Late-magmatic mineral assemblages with siderite and zirconian pyroxene and amphibole in the anorogenic Mt Gibraltar microsyenite, New South Wales, Australia, and their petrological implications

The Mt Gibraltar intrusion near Mittagong and Bowral in New South Wales, Australia (lat. 34°27′54″S, long. 150°25′44″) is a small intrusive body of hypersolvus microsyenite emplaced into the Triassic Hawkesbury Sandstone of the Sydney Basin in Jurassic time, possibly related to extensional faulting. The rock itself consists of intermediate alkali feldspar with minor titanomagnetite and interstitial pyroxene ranging from nearly pure hedenbergite to ≈ Hd34Aeg65 in composition.
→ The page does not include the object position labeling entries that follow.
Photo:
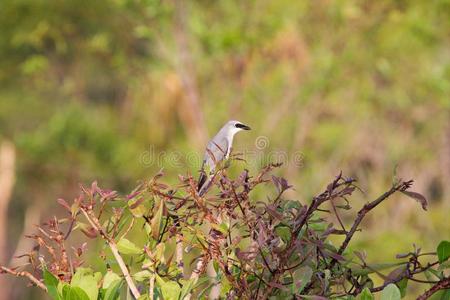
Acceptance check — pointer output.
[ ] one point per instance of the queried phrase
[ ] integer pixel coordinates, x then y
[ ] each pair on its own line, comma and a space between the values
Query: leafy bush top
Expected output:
159, 240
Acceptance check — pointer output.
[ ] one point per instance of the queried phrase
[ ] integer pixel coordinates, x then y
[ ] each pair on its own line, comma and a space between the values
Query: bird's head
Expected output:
236, 126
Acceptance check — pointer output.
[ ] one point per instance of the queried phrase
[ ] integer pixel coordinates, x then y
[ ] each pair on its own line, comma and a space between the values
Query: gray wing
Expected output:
216, 151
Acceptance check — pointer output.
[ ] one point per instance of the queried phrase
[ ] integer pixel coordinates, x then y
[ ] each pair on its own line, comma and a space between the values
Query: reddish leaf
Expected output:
418, 197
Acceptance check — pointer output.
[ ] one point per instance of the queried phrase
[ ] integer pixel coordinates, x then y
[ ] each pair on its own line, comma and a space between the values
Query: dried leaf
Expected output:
418, 197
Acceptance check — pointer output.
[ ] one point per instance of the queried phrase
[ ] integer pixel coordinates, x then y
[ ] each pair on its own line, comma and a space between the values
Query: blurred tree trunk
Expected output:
190, 111
7, 178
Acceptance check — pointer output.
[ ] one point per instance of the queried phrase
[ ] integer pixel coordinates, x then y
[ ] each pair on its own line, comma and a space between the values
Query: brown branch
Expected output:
112, 244
441, 285
28, 275
367, 208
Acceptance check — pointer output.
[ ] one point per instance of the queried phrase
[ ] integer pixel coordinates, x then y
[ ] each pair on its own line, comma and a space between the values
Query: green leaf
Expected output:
402, 285
129, 248
391, 292
142, 275
109, 278
443, 251
74, 293
113, 290
301, 278
365, 295
371, 268
51, 282
87, 281
187, 288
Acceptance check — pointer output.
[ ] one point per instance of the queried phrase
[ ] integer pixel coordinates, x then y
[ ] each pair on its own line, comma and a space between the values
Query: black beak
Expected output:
242, 126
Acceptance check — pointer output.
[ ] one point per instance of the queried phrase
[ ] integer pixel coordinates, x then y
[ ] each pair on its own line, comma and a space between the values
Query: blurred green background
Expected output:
114, 90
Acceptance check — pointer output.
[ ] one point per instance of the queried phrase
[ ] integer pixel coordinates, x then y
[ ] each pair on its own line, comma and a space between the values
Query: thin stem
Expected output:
28, 275
112, 244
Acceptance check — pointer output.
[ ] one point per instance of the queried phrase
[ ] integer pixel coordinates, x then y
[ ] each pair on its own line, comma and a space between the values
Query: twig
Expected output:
442, 284
112, 244
368, 207
24, 274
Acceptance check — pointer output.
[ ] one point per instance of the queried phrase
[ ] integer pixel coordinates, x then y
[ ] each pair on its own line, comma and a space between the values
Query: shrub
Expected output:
159, 240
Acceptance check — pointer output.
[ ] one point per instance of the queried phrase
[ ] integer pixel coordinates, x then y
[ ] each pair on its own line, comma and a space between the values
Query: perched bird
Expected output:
217, 150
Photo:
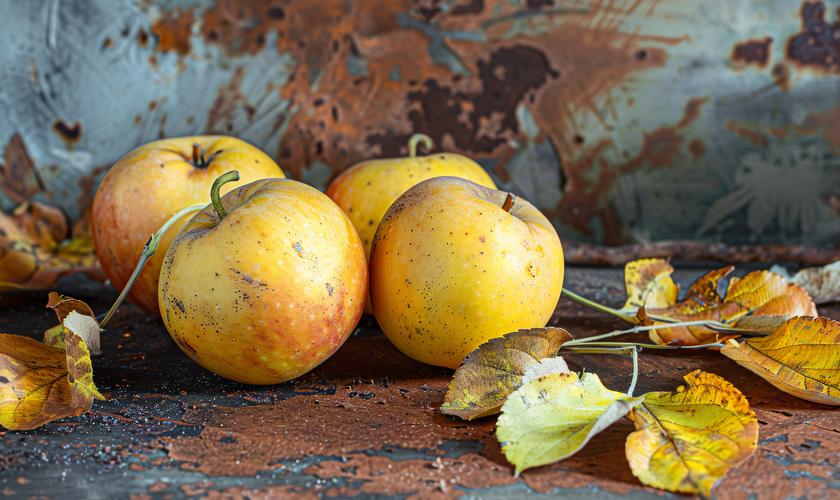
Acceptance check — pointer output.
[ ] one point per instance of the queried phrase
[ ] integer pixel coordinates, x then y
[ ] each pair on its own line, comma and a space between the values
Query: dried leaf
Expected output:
545, 367
40, 383
554, 416
88, 329
802, 358
34, 251
685, 441
649, 283
759, 293
495, 369
822, 283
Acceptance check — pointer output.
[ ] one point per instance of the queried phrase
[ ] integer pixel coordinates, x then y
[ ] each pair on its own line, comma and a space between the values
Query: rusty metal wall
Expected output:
625, 121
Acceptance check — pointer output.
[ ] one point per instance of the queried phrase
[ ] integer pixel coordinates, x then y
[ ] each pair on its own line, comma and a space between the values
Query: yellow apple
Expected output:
366, 190
454, 264
148, 186
267, 286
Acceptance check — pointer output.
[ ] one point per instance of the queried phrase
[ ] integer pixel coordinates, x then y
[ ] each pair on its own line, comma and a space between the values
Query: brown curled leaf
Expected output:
687, 440
495, 369
41, 383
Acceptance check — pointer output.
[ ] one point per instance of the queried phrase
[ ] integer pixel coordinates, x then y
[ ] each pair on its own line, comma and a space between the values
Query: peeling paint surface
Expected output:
626, 121
366, 423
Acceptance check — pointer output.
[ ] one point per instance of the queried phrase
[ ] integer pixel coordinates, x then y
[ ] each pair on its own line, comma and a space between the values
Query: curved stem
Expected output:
618, 345
148, 250
594, 305
417, 138
637, 329
223, 179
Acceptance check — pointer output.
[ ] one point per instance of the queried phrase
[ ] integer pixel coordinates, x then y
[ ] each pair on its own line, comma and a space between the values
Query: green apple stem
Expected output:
418, 138
596, 306
148, 250
508, 203
223, 179
637, 329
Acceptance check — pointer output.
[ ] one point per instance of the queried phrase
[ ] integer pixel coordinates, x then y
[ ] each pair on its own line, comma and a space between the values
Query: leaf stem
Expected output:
148, 250
215, 198
595, 305
635, 354
636, 329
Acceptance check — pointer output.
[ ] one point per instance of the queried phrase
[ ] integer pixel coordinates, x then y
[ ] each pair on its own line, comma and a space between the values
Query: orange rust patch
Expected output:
173, 31
752, 52
659, 149
818, 44
697, 148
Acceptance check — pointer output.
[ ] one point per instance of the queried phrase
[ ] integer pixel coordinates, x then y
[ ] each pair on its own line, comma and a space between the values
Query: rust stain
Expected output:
755, 52
826, 123
70, 133
746, 131
19, 178
817, 46
583, 194
697, 148
173, 30
781, 76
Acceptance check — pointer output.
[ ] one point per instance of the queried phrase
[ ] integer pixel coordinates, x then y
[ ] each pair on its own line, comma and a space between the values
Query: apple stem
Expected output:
618, 345
418, 138
148, 250
508, 204
223, 179
198, 156
637, 329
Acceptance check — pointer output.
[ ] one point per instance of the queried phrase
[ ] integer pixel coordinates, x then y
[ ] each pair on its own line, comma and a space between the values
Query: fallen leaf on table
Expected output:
648, 283
489, 374
554, 416
545, 367
35, 250
41, 383
759, 293
64, 305
802, 358
822, 283
76, 316
685, 441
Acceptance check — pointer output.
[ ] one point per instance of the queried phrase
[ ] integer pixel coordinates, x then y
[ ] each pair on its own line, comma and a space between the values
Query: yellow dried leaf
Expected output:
554, 416
802, 358
495, 369
685, 441
649, 283
822, 283
84, 326
40, 383
34, 251
759, 293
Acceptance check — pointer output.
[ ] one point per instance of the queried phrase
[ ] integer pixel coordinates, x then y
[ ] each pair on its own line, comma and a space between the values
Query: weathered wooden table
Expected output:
365, 423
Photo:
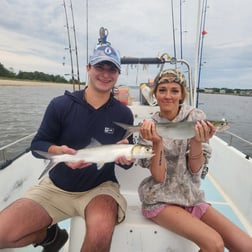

It is crosscut by an irregular system of late-magmatic veins consisting of homogeneous alkali feldspar (≈ Ab50Or50), clinopyroxene evolving from sodic hedenbergite to zirconium-rich aegirine, arfvedsonite and siderite. During postmagmatic evolution of the veins, microcrystalline or amorphous silica precipitated together with calcite filling miarolitic cavities. The late-magmatic mineral assemblage of the veins indicate crystallisation (at assumed 700 bar pressure) at T = 650–670 °C, log fO2 = − 22. This corresponds to conditions very close to the magnetite–wustite curve. Zirconium-bearing pyroxene has a restricted stability field in the system SiO2–ZrO2–FeO–FeO1.5–NaO0.5–HO0.5, at moderately elevated peralkalinity and intermediate silica activity. Under such conditions, pyroxene and amphibole will act as effective sinks for Zr, preventing crystallisation of magmatic zircon or more exotic Zr silicates. The Mt Gibraltar microsyenite is therefore a rare example of an igneous rock in which zirconium is camouflaged in pyroxene and amphibole rather than forming its own minerals.